The Reserve Bank of India (RBI) is likely to moderate the pace of interest rate hikes in its December policy starting Monday (December 5) because of softening inflation expectations both in India and abroad and signs of slower rate hikes in the US and concerns over a global economic downturn.
Nine out of 10 banks polled by ET expect the RBI to hike rates by 35 basis points — 0. 35 of a percentage point — or less at the December 5-7 meeting of the monetary policy committee (MPC).
While five of the nine expect a rate hike of 35 bps, two expect it will be in a range of 25-35 bps, another two project a 25 bps increase.
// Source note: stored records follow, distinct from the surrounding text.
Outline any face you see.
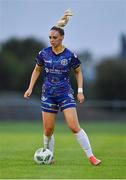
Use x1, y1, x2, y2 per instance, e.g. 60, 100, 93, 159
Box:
49, 30, 64, 47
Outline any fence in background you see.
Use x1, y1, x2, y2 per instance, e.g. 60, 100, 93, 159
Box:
0, 94, 126, 121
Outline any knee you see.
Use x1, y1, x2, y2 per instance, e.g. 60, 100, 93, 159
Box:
69, 126, 81, 133
44, 127, 54, 136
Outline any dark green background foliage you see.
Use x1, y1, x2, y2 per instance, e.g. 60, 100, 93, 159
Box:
0, 38, 45, 93
93, 58, 126, 100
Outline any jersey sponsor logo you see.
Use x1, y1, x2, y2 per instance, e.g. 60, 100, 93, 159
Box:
45, 68, 49, 73
45, 68, 67, 74
61, 59, 68, 66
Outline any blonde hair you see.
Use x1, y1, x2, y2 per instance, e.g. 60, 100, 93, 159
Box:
56, 9, 73, 28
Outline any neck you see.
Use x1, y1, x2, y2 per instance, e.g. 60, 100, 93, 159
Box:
52, 45, 65, 54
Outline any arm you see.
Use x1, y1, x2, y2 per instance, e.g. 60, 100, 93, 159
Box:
24, 64, 42, 99
74, 66, 85, 103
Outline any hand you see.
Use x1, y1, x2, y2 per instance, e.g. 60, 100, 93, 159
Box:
77, 93, 85, 103
24, 88, 32, 99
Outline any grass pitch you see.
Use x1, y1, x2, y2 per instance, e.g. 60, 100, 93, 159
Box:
0, 121, 126, 179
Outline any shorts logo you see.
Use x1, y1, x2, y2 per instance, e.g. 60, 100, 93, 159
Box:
41, 96, 47, 101
61, 59, 68, 66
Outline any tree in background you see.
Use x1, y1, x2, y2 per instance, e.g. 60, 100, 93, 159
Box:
93, 58, 126, 100
0, 38, 46, 95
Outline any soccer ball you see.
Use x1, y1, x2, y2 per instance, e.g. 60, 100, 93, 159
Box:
34, 148, 53, 165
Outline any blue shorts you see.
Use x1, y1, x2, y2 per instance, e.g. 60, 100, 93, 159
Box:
41, 93, 76, 113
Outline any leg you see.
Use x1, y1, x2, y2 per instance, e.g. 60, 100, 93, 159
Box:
63, 107, 81, 133
42, 111, 56, 154
63, 107, 101, 165
63, 107, 93, 156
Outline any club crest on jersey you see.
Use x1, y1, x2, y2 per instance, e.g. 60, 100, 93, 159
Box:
61, 59, 68, 66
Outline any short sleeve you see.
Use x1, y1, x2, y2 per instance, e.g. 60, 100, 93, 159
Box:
70, 53, 81, 69
35, 50, 44, 66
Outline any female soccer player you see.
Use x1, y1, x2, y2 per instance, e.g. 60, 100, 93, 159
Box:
24, 9, 101, 166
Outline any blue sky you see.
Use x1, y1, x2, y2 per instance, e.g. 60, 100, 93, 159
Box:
0, 0, 126, 57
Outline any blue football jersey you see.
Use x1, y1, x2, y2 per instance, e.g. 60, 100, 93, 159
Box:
35, 47, 81, 96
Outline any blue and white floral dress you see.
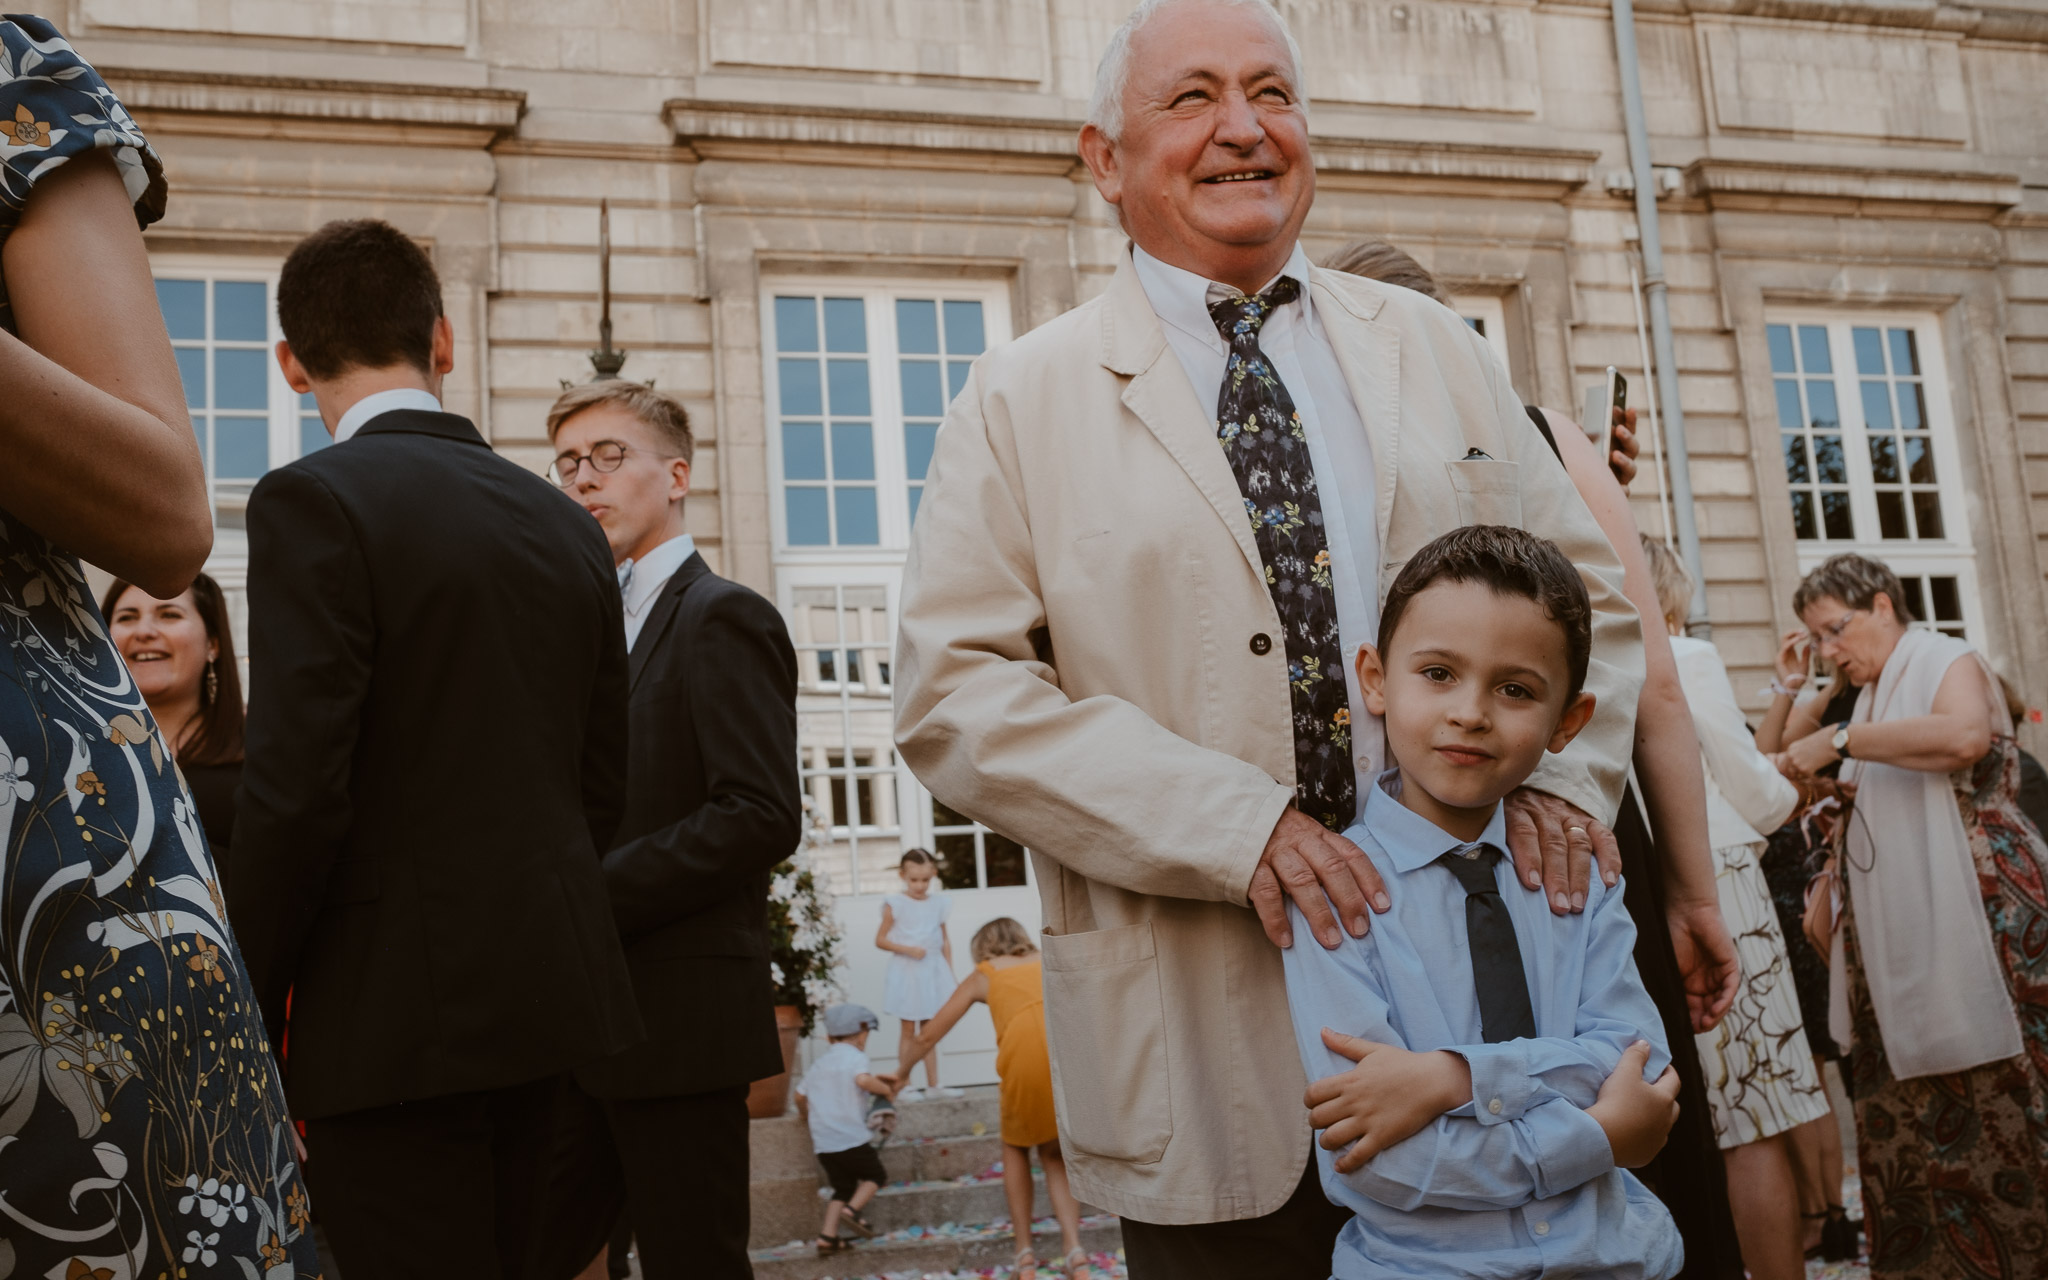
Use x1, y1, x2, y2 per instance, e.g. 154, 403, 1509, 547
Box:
0, 18, 322, 1280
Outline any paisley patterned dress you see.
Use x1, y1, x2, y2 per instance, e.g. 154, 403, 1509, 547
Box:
0, 18, 322, 1280
1842, 735, 2048, 1280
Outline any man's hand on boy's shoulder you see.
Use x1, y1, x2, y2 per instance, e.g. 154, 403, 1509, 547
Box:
1503, 788, 1623, 917
1587, 1041, 1681, 1168
1304, 1029, 1472, 1173
1251, 808, 1391, 950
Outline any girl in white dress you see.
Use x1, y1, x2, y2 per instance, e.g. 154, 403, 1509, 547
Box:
876, 849, 959, 1098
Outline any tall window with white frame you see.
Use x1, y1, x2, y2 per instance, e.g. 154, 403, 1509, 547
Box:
767, 281, 1022, 897
1767, 313, 1974, 639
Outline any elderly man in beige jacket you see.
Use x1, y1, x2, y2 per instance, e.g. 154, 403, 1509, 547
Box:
894, 0, 1646, 1274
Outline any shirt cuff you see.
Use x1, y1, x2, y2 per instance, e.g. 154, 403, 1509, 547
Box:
1456, 1043, 1539, 1126
1528, 1103, 1616, 1195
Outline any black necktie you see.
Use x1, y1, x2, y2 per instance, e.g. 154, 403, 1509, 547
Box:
1208, 278, 1355, 832
1438, 844, 1537, 1043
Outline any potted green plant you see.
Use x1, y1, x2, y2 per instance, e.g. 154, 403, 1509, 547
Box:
749, 797, 845, 1118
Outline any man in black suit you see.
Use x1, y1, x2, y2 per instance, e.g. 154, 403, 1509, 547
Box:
531, 380, 801, 1280
230, 220, 644, 1279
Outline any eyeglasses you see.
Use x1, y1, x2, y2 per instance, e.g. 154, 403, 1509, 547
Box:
552, 440, 636, 487
1809, 609, 1862, 648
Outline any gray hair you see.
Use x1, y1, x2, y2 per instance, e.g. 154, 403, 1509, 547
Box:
1086, 0, 1309, 143
1793, 552, 1915, 622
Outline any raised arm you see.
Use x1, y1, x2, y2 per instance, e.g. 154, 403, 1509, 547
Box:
888, 969, 987, 1085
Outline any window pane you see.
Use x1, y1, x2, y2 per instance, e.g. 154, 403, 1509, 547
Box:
1930, 575, 1961, 622
1912, 491, 1944, 539
984, 830, 1027, 887
1889, 328, 1919, 376
1875, 491, 1907, 539
1852, 327, 1885, 376
896, 299, 939, 355
213, 349, 269, 411
774, 296, 818, 352
156, 279, 205, 340
823, 298, 866, 352
834, 486, 879, 544
1790, 491, 1817, 540
778, 359, 822, 417
1904, 436, 1935, 484
1782, 435, 1810, 484
1900, 578, 1927, 621
1868, 435, 1897, 482
1821, 491, 1854, 539
1896, 382, 1925, 432
831, 422, 875, 480
948, 360, 972, 400
944, 300, 986, 355
1813, 434, 1846, 484
1806, 380, 1838, 430
785, 487, 830, 545
782, 422, 826, 480
1773, 379, 1803, 430
899, 360, 944, 418
191, 414, 209, 459
1798, 325, 1832, 374
905, 422, 939, 481
827, 359, 871, 416
215, 416, 269, 479
175, 347, 207, 408
299, 416, 330, 457
933, 832, 979, 889
214, 281, 267, 342
1767, 324, 1796, 374
1860, 381, 1893, 431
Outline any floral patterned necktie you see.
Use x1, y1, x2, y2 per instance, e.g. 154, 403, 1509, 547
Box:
1209, 277, 1355, 832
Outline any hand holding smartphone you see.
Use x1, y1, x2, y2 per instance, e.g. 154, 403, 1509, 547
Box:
1582, 366, 1626, 468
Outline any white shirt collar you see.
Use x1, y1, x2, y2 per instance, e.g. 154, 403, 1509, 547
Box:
1130, 241, 1321, 353
619, 533, 696, 619
331, 387, 445, 445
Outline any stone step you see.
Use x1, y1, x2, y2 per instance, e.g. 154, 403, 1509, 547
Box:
749, 1212, 1123, 1280
756, 1163, 1099, 1250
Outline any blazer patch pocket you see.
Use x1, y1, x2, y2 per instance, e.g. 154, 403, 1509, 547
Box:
1041, 920, 1172, 1164
1446, 457, 1524, 529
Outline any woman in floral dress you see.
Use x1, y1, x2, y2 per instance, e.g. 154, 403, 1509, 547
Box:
0, 17, 321, 1279
1779, 553, 2048, 1280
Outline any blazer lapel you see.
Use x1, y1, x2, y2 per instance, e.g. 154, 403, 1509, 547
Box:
628, 552, 711, 691
1100, 253, 1266, 582
1308, 267, 1401, 568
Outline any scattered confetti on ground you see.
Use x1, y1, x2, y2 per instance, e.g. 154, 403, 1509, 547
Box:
756, 1212, 1122, 1262
810, 1249, 1127, 1280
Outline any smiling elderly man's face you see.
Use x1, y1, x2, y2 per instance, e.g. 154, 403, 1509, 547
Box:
1081, 0, 1313, 292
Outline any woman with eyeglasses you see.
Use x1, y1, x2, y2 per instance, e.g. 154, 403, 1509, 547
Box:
1774, 552, 2048, 1279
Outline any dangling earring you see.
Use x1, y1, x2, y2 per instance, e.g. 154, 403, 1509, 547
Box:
204, 660, 218, 707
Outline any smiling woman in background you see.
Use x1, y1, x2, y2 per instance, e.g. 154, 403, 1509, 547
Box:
102, 571, 245, 855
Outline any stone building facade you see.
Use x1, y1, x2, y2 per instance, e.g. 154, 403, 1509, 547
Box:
60, 0, 2048, 924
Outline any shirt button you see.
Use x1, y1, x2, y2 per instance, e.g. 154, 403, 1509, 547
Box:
1487, 1098, 1503, 1115
1534, 1221, 1550, 1237
1250, 633, 1272, 655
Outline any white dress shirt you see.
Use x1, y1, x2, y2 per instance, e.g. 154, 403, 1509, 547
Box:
1131, 242, 1385, 795
618, 532, 695, 650
331, 387, 444, 444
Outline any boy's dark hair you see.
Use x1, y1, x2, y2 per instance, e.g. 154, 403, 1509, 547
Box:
1376, 525, 1593, 702
277, 219, 443, 380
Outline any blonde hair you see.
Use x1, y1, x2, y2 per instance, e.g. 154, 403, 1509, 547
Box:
546, 380, 694, 464
970, 917, 1038, 964
1639, 535, 1694, 632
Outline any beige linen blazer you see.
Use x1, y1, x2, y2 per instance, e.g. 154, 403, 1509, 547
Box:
894, 251, 1644, 1225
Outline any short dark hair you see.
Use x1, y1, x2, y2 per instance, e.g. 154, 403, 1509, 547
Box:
100, 572, 244, 768
277, 219, 443, 380
1320, 238, 1449, 306
1377, 525, 1593, 702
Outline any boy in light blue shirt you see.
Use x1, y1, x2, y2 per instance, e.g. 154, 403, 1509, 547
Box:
1281, 525, 1685, 1279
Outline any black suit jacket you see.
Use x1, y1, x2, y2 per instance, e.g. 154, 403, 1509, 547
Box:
574, 550, 801, 1099
229, 409, 643, 1120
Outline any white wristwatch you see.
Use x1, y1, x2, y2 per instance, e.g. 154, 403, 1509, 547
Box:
1831, 721, 1853, 759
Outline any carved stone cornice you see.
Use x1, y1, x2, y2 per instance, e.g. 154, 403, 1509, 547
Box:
100, 68, 525, 148
667, 99, 1596, 193
1540, 0, 2048, 44
1684, 157, 2022, 217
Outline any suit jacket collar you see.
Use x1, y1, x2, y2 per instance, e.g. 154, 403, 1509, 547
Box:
628, 551, 712, 689
352, 409, 491, 448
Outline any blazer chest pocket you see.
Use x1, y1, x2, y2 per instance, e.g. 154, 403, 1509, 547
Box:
1446, 458, 1523, 529
1041, 921, 1172, 1164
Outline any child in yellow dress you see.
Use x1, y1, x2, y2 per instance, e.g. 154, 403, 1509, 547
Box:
888, 918, 1088, 1280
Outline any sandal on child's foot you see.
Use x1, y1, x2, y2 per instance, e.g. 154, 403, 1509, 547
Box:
1013, 1246, 1040, 1279
815, 1236, 852, 1256
896, 1085, 927, 1102
1820, 1204, 1863, 1263
1061, 1246, 1092, 1278
1802, 1210, 1830, 1260
840, 1207, 876, 1239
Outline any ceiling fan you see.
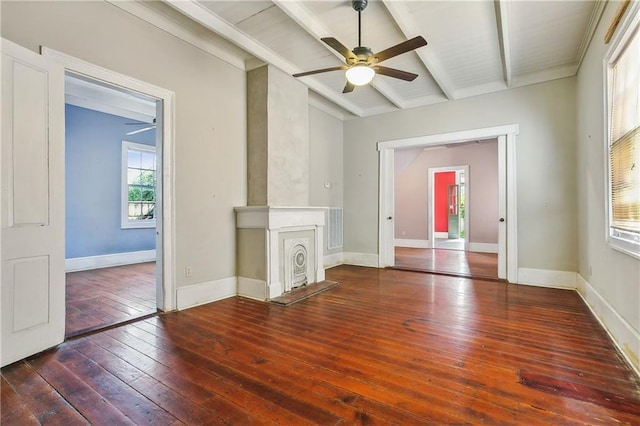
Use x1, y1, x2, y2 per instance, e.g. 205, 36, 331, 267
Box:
126, 118, 156, 136
292, 0, 427, 93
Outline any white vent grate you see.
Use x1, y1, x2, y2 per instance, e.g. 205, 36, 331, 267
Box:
327, 208, 343, 250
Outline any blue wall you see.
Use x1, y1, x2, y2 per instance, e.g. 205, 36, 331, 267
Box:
65, 104, 156, 259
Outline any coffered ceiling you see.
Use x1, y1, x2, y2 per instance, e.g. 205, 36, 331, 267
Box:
121, 1, 606, 119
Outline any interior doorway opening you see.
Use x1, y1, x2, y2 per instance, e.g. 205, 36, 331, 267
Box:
378, 124, 519, 282
429, 165, 469, 252
63, 73, 162, 337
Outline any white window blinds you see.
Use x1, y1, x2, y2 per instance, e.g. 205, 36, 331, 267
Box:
609, 25, 640, 234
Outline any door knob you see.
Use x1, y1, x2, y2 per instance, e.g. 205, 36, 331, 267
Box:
499, 218, 505, 222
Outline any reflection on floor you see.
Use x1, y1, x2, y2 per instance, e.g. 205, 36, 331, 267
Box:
433, 238, 464, 250
394, 246, 498, 279
65, 262, 157, 337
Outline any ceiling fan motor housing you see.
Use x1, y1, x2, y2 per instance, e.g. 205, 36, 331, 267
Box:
352, 0, 368, 12
352, 46, 373, 64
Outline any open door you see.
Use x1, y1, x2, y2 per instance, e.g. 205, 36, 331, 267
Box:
1, 38, 65, 366
447, 184, 460, 239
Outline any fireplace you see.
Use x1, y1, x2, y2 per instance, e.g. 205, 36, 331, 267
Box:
236, 67, 327, 300
284, 237, 310, 291
235, 206, 326, 300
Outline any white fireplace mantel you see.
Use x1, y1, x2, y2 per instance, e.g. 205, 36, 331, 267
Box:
235, 206, 327, 300
234, 206, 326, 230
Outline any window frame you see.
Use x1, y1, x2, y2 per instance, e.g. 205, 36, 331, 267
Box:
121, 140, 157, 229
603, 3, 640, 260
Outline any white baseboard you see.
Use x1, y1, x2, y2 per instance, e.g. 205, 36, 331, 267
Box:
237, 277, 267, 301
576, 274, 640, 376
468, 242, 498, 253
394, 239, 429, 248
176, 276, 237, 310
323, 252, 344, 269
517, 268, 577, 289
66, 250, 156, 272
342, 252, 379, 268
434, 232, 448, 239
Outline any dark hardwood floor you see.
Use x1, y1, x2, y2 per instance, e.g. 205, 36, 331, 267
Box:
66, 262, 157, 337
395, 246, 499, 279
3, 265, 639, 424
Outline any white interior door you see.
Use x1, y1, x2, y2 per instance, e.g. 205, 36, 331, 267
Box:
497, 135, 507, 279
1, 38, 65, 367
378, 149, 395, 267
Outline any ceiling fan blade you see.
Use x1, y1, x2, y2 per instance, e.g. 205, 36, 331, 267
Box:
374, 66, 419, 82
126, 125, 156, 136
343, 81, 355, 93
321, 37, 356, 61
126, 118, 156, 125
370, 36, 427, 63
293, 66, 348, 78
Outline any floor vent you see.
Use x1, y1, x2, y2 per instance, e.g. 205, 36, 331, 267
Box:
328, 208, 343, 250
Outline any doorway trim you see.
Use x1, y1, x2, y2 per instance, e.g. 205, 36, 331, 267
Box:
378, 124, 519, 282
42, 47, 176, 311
428, 165, 469, 251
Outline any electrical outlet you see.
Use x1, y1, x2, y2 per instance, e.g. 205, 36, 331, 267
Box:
185, 266, 192, 277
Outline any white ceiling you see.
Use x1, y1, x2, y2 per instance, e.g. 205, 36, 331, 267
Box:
65, 74, 157, 123
136, 0, 604, 119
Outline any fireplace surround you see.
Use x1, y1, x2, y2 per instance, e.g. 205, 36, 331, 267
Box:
235, 206, 326, 300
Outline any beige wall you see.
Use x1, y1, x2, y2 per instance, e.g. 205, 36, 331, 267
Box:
1, 1, 247, 288
576, 1, 640, 347
344, 77, 578, 272
395, 141, 498, 244
309, 106, 343, 209
309, 106, 344, 254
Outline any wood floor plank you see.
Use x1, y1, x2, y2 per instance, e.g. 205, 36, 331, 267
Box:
178, 299, 585, 424
191, 272, 640, 422
68, 339, 264, 425
124, 319, 416, 425
88, 331, 309, 424
3, 265, 639, 424
101, 326, 341, 425
66, 262, 156, 336
142, 313, 471, 423
2, 361, 88, 425
49, 346, 179, 425
28, 356, 136, 425
1, 374, 41, 426
395, 246, 499, 278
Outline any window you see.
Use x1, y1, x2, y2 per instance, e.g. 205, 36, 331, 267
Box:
605, 8, 640, 258
122, 141, 156, 229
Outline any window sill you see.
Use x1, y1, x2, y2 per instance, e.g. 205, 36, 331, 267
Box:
122, 221, 156, 230
607, 236, 640, 260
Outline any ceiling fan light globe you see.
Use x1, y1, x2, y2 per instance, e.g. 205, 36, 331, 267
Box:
345, 65, 375, 86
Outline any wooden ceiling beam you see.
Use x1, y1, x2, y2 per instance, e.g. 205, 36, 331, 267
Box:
165, 0, 365, 117
382, 0, 456, 100
493, 0, 513, 87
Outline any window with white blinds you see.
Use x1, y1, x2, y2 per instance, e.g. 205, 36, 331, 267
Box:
606, 10, 640, 258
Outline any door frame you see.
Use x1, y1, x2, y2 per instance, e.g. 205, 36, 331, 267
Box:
42, 47, 176, 311
378, 124, 519, 282
428, 165, 469, 250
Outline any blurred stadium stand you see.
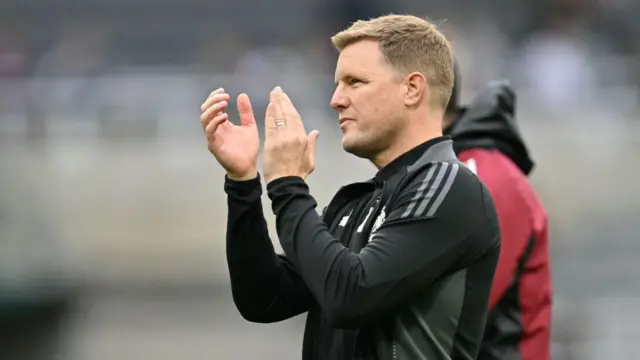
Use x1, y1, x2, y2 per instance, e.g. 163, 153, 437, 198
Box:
0, 0, 639, 358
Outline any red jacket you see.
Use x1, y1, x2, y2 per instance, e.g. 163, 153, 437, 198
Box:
447, 82, 552, 360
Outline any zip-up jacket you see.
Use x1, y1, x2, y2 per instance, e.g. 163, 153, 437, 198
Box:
446, 82, 552, 360
224, 136, 500, 359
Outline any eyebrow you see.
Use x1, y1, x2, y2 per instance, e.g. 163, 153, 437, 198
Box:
334, 74, 357, 86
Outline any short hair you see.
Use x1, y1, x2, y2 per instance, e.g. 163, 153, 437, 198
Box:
445, 58, 461, 114
331, 14, 454, 111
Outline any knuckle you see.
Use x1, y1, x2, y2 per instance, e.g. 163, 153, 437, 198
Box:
266, 144, 277, 153
282, 137, 296, 146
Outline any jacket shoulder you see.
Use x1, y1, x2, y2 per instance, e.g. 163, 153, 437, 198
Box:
405, 159, 486, 191
393, 160, 490, 220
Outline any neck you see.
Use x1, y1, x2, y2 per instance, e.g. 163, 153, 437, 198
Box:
442, 113, 455, 130
372, 112, 443, 169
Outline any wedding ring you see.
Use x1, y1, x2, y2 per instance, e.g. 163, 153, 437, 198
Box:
275, 120, 286, 127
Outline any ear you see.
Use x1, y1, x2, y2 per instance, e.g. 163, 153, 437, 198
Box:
404, 72, 427, 107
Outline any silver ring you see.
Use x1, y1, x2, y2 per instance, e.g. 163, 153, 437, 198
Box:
275, 121, 286, 127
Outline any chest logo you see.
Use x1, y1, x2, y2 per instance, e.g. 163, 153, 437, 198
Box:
368, 207, 386, 242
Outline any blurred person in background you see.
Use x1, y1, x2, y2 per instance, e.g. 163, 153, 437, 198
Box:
201, 15, 500, 360
444, 64, 552, 360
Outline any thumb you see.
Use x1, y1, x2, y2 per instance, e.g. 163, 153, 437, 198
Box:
307, 130, 320, 159
237, 93, 256, 127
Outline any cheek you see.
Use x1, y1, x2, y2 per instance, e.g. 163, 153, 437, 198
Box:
354, 87, 394, 119
370, 95, 400, 121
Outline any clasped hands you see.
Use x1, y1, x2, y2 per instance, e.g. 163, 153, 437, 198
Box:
200, 86, 319, 184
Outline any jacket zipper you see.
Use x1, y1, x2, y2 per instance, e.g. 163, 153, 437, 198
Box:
392, 338, 398, 360
361, 183, 386, 239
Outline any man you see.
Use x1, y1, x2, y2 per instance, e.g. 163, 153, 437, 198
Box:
444, 69, 552, 360
200, 15, 500, 360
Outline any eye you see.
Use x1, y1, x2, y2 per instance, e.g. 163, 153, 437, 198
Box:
348, 78, 363, 86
The only forecast outside this is for the central bank to continue with a half-percentage-point increase this time as well.
Since May 5, the RBI had already raised the key policy rate by 190 basis points 5.9 per cent to check retail inflation that has stayed above the central bank’s upper threshold for over three quarters now.
Worth mentioning here is that the retail inflation based on Consumer Price Index (CPI) dipped to 6.77 per cent in October — a sharp fall from 7.41 per cent in the previous month.
“With the Fed indicating its desire to slow down the pace of rate hikes to 50 bps clips and the October US CPI momentum easing relative to expectations, thereby reducing the depreciation pressure on the rupee, we think the monetary policy committee will be comfortable to dial down the pace of rate hikes to 35 bps in December,” the financial daily quoted Kaushik Das, Deutsche Bank’s chief India economist, as saying.
Domestic retail inflation is expected to slow down closer to 6 per cent and Federal Reserve chairman Jerome Powell indicated that the US could slow the pace of its rate increases.
Economists at UBS Securities said: “We continue to expect headline inflation to moderate from 6.8 per cent registered in October towards 5-5.5 per cent in FY24. We expect the MPC’s policy outlook to be data dependent, contingent upon Fed action, inflation trajectory and financial stability,” expecting a 25-35 bps increase.
Data released last week demonstrated that India’s economic growth for the September quarter slowed to 6.3 per cent from 8.4 per cent a year earlier and 13.5 per cent in the previous quarter, due to slower growth of the manufacturing and mining sectors. Economists are of the view that India’s growth to slow down further with Nomura predicting it at 4.7 per cent in 2023 against an expected 6.8 per cent increase this year.
The daily cited Bandhan Bank chief economist Siddhartha Sanyal as saying that the RBI may be aware of not going overboard with rate increases.